In 2013–14, University of California Davis Extension Specialist Ken Tate interviewed ranchers and asked if their current management strategies would be sufficient to deal with more frequent drought events (5–8 drought years in a 10-year period). Most (82%) did not think so, and more than half said they would reduce their base herd size as a result.

farmer standing on the back of a truck, feeding hay to cattle
Ken Tate, University of California Davis Extension specialist, advises ranchers to keep hay on hand to avoid paying a premium for it during a drought. Here, hay is fed to cattle during the 2015 drought in California. Photo by Tracy Schohr, University of California Cooperative Extension

Better options exist, however, according to Tate, whose effort to help ranchers adapt to more persistent drought was funded by SARE. “We can place management strategies into two bins: proactive in case of drought and reactive when there is drought. The best adaptive capacity is to have a good mix of both of these strategies as part of an actual drought management plan.”

Proactive strategies for cow-calf ranchers, particularly:

  • Stock the herd at a moderate level with a safe number of animals should drought occur. Tate advises ranchers to protect their herd’s genetics and not to impulsively add or sell cows from their basic herds at random in response to adverse weather. 
  • In good years, scale up the number of short-term tenants on pastures to use up forage. Consider buying 500–600 pound stockers and putting them on grass. 
  • Keep 10 percent of a ranch’s forage in a resting state, or stockpile for emergencies. 
  • Keep hay on hand so you don’t have to buy it during a drought.
  • Be aware of specific financial risks and evaluate drought insurance. 
  • Be aware of federal and state programs for drought aid. Track the federal drought monitor and provide input for your region so it is accounted for in aid packages. 

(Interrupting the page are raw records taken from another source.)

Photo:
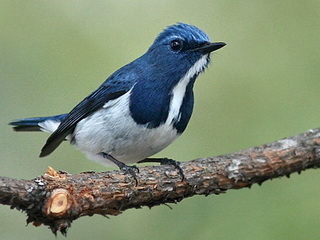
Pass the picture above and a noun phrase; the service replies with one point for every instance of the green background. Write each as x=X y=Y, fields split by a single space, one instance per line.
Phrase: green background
x=263 y=86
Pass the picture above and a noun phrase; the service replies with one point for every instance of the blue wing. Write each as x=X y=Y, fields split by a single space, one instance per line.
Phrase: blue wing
x=114 y=87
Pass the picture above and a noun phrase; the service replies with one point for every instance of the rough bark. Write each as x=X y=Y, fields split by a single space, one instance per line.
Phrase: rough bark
x=56 y=199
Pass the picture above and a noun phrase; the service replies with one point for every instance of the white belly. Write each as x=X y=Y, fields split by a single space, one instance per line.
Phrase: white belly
x=112 y=130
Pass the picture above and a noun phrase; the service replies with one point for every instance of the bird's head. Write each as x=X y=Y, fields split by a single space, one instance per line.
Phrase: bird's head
x=180 y=48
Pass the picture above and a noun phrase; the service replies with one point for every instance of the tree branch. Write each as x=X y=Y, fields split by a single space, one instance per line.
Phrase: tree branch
x=56 y=199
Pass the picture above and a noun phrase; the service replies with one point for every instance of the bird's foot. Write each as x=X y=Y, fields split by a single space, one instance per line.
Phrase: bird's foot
x=166 y=161
x=128 y=170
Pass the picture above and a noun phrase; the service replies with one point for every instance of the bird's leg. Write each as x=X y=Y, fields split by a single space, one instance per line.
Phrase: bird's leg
x=166 y=161
x=122 y=166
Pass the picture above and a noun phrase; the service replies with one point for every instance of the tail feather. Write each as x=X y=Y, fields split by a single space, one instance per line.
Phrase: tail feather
x=46 y=124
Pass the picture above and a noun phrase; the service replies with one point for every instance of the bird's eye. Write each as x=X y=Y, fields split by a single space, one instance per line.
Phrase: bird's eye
x=176 y=45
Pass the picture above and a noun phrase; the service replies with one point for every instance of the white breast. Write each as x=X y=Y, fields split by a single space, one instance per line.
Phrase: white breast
x=112 y=129
x=179 y=90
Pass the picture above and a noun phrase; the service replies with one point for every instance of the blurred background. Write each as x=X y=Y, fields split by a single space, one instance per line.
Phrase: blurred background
x=263 y=86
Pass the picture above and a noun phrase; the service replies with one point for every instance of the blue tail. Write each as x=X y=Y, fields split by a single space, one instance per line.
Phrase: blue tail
x=32 y=124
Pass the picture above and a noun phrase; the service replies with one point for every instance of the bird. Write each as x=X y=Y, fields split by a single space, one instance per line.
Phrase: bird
x=138 y=110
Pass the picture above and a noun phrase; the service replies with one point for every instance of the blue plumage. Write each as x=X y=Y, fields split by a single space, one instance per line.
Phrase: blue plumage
x=141 y=108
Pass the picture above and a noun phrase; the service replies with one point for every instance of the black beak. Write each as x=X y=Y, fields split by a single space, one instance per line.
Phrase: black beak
x=209 y=47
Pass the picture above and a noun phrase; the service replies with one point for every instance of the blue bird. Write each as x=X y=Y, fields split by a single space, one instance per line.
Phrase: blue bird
x=140 y=109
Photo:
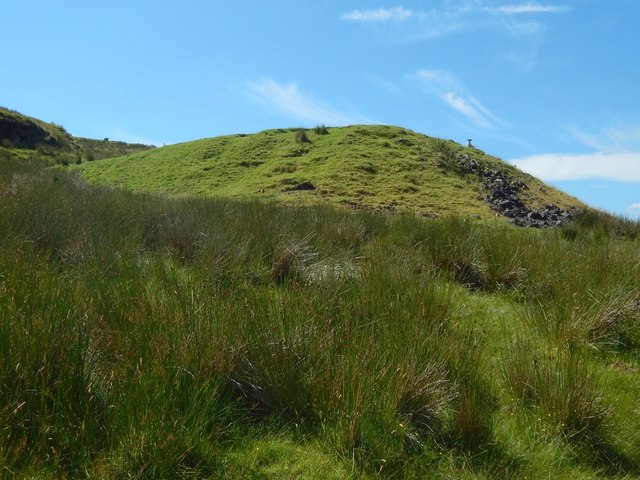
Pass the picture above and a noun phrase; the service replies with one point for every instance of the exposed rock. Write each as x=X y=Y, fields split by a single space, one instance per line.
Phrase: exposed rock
x=503 y=198
x=301 y=186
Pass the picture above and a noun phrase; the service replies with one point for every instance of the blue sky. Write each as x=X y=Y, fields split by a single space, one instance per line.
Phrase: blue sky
x=552 y=86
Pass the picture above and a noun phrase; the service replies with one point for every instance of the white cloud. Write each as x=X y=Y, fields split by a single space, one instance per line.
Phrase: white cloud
x=527 y=8
x=449 y=89
x=633 y=211
x=378 y=15
x=288 y=100
x=616 y=139
x=623 y=166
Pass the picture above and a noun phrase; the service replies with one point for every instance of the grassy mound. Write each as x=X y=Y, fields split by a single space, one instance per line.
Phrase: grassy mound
x=152 y=337
x=374 y=167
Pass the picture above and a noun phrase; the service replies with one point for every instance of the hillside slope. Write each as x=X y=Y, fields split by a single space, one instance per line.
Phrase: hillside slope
x=27 y=137
x=378 y=167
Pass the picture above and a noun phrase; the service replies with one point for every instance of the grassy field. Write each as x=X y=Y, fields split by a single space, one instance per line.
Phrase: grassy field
x=375 y=167
x=29 y=138
x=152 y=337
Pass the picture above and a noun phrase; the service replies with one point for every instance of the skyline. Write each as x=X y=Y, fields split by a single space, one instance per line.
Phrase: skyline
x=548 y=86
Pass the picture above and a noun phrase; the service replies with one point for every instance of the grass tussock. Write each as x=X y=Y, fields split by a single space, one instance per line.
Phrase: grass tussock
x=148 y=337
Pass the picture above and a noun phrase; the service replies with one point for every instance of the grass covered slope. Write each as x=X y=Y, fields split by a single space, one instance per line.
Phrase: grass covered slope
x=361 y=166
x=149 y=337
x=27 y=137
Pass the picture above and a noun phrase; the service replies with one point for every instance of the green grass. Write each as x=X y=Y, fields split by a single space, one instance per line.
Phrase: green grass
x=376 y=167
x=29 y=138
x=144 y=336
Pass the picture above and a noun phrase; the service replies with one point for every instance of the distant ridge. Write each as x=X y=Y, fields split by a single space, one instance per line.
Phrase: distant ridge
x=29 y=137
x=374 y=166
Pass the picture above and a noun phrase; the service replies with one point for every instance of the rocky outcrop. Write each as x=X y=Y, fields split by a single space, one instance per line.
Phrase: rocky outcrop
x=23 y=133
x=502 y=196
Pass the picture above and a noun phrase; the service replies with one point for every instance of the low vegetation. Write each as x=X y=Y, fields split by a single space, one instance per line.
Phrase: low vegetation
x=373 y=167
x=152 y=337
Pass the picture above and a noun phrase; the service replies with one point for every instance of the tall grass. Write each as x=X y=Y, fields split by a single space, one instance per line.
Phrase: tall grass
x=147 y=337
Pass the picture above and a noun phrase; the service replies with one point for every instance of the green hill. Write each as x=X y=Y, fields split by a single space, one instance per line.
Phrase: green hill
x=27 y=137
x=374 y=167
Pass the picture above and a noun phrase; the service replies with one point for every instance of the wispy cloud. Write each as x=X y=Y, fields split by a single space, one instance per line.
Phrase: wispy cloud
x=527 y=8
x=616 y=157
x=378 y=15
x=521 y=21
x=451 y=91
x=558 y=167
x=633 y=211
x=291 y=102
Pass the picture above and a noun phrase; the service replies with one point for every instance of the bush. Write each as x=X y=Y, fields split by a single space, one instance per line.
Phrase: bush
x=321 y=130
x=301 y=136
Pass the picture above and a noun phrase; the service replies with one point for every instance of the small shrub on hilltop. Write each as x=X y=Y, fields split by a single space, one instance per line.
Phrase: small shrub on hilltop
x=301 y=136
x=321 y=130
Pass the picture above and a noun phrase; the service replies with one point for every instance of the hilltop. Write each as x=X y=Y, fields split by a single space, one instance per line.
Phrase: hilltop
x=372 y=167
x=27 y=137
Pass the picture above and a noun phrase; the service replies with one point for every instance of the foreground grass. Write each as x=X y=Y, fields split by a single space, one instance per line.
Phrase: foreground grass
x=144 y=337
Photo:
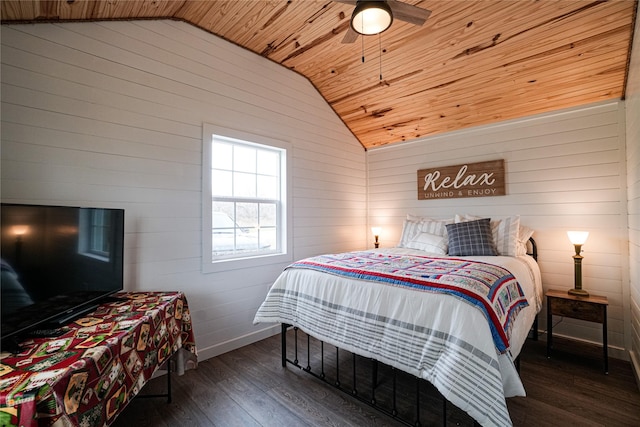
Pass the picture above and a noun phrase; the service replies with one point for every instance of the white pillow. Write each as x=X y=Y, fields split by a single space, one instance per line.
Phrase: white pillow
x=428 y=242
x=416 y=224
x=410 y=229
x=524 y=233
x=435 y=226
x=505 y=232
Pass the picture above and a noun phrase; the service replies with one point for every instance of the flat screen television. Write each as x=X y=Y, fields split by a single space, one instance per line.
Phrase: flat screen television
x=58 y=262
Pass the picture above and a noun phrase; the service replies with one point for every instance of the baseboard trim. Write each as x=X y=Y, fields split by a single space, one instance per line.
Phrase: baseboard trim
x=615 y=352
x=236 y=343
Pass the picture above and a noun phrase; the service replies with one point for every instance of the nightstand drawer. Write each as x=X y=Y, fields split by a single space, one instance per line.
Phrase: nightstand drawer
x=577 y=310
x=592 y=308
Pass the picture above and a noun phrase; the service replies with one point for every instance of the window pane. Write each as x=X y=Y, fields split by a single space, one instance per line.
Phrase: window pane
x=244 y=159
x=268 y=215
x=221 y=183
x=268 y=163
x=221 y=155
x=268 y=187
x=247 y=215
x=244 y=185
x=268 y=238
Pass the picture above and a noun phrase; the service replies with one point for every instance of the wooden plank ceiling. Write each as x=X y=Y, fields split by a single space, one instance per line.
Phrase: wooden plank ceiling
x=473 y=62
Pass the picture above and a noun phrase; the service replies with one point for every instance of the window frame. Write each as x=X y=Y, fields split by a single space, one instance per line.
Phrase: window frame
x=211 y=265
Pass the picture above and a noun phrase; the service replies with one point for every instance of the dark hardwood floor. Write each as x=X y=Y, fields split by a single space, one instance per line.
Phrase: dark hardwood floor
x=248 y=387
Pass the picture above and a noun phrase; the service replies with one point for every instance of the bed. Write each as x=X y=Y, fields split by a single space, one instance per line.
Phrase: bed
x=452 y=312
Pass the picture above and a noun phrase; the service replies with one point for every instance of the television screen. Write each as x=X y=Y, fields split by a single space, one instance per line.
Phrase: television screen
x=57 y=261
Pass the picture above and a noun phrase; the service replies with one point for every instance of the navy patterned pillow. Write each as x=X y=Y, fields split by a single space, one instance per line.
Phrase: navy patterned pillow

Reactive strategies for cow-calf producers:

  • Determine which cows you would cull first during the drought and why. Cull open cows, old cows or bad-temperament cows first. 
  • Have price triggers in your drought plan. Watch the market as drought begins to have an impact and sell if you can get a good price. 
  • Replace feed with hay and realize you can’t feed your way out of a drought. Decide how long you are willing to invest in feeding cows before culling a second or third group. 

“Water management is another priority. Producers need a strategy to handle water availability,” Tate notes. “It is a pain to haul water to cattle, but if you do not have enough stock tanks, ponds or creeks then you need to have a plan to improve water distribution so cows can access forage that may be farther away from existing water sources. That makes more forage available.”

For example, keep a water truck that you can take to the cattle full during a drought. Explore USDA cost-share dollars to put in equipment for improved water management. Tate adds that either option can be labor intensive but should be analyzed for long-term opportunities.

No one thing will get you through. Successful ranchers are those who are willing to be risk takers and try new things,

Ken Tate, Davis, Calif.

“Ranches on the same ground for generations have people who know what works locally. They are good resources for other ranchers,” says Tate. 

For the long term, Tate encourages ranchers concerned about climate change or more frequent periods of dryness to weigh other options, including genetic selection to reduce cow size, adding or switching cattle breeds, or exploring opportunities with other ruminants.

“Take an adapt-or-perish strategy,” he states. “Switching breeds is not easy, but maybe it is a consideration. Sheep offer greater flexibility in forage and crop residue consumption and can be transported closer to urban areas for grazing than cattle can. Just don’t rush into a new enterprise. Match livestock to the environment and anticipate it not to be a good year every year.”

Other rangeland management specialists have found that adding small ruminants, such as goats and sheep, to a cattle operation can deflect the effects of drought. Large and small ruminants have different forage requirements. In addition, when drought strikes, common advice is to make the most of forage. Send the herd to graze drought-stricken crops to salvage the value of those crops, but monitor residues from drought-stressed crops for prussic acid and high nitrate levels.